Après avoir été torturé et laissé pour mort à la frontière irano-turque, le journaliste kurde Aziz Oruç a été arrêté en Turquie et désigné par les autorités et les médias pro-gouvernementaux comme un « terroriste ». Par la voix de son avocat, il a raconté ce qu’il avait vécu en Arménie et en Iran.
Aziz Oruç, journaliste de l’agence de presse kurde Dicle (DIHA), interdite en 2016 par décret-loi, a été arrêté mercredi 11 décembre à Dogubayazit, dans la province d’Agri, avec deux responsables locaux du Parti démocratique des Peuples (HDP), Abdullah Ekelek et Muhammet Ikram Müftüoğlu. Le ministère turc de l’intérieur s’est d’emblée félicité de l’arrestation d’un « terroriste ». Cette qualification largement relayée par les médias turcs a été dénoncée par le HDP, ainsi que par les proches du journaliste.

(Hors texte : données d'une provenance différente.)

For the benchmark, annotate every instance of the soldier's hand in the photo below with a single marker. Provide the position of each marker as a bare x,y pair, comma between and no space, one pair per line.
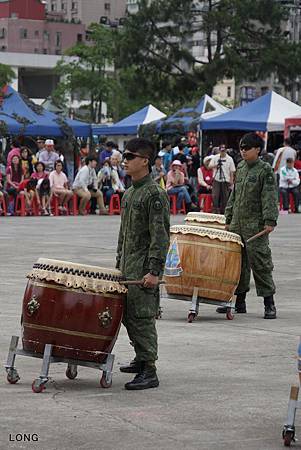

TORTURÉ PAR LA POLICE ARMÉNIENNE
Aziz Oruç avait quitté la Turquie en 2017 pour aller se réfugier au sud-Kurdistan (Irak). De là, il s’était dirigé vers l’Iran, via l’Arménie, afin de rejoindre l’Europe. Arrivé au poste-frontière entre l’Arménie et l’Iran le 8 décembre, il avait été placé en garde à vue par les autorités arméniennes.
Voici le récit du journaliste transmis par son avocat :
« La police arménienne m’a arrêté au poste frontière, en prétendant que mon passeport était faux. Ils m’ont mis dans une pièce pendant plusieurs heures. Ils m’ont menacé et infligé des violences physiques. J’ai dit que j’étais journaliste et que je voulais aller en Europe parce que j’étais recherché en Turquie. J’ai déposé une demande d’asile en Arménie par l’intermédiaire de ceux qui me retenaient dans cette pièce. Cependant, toutes mes demandes ont été rejetées avec des menaces. J’ai été menotté et menacé : on m’a dit que je serais livré à l’Iran et que je serais exécuté là-bas. Puis ils m’ont livré aux services de renseignements iraniens qui m’ont placé en garde à vue pendant deux jours. Poursuivi en justice par les autorités iraniennes, j’ai été condamné à une amende pécuniaire et fait l’objet d’une décision d’expulsion.
Une nuit, ils m’ont emmené à la frontière turco-iranienne et ont voulu me forcer à franchir les fils de fer et à entrer illégalement en Turquie. Malgré mes protestations, ils m’ont jeté de l’autre côté de la frontière. Je suis repassé à plusieurs reprises du côté iranien et ai demandé à entrer en Turquie par la frontière officielle, mais ils ont refusé. J’ai été blessé en franchissant les barbelés de la frontière. J’ai été abandonné là, à la mort. Puis, j’ai réussi à marcher jusqu’à Dogubayazit. L’Iran et l’Arménie ont violé le droit international en refusant ma demande d’asile. Nous déposerons plainte contre eux devant les juridictions internationales. »
Dans une conférence de presse tenue samedi 14 décembre, l’antenne locale du HDP de Dogubayazit a indiqué que son Coprésident, Abdullah Ekelek, et un autre membre du HDP, Muhammet Ikram Müftüoğlu, avaient aidé le journaliste après son abandon par l’Iran dans la zone frontalière, et que les trois hommes avaient été arrêtés dans ce contexte.
Déférés devant un juge, dimanche, les deux membres du HDP ont été inculpés pour « soutien à une organisation terroriste » et envoyés en prison.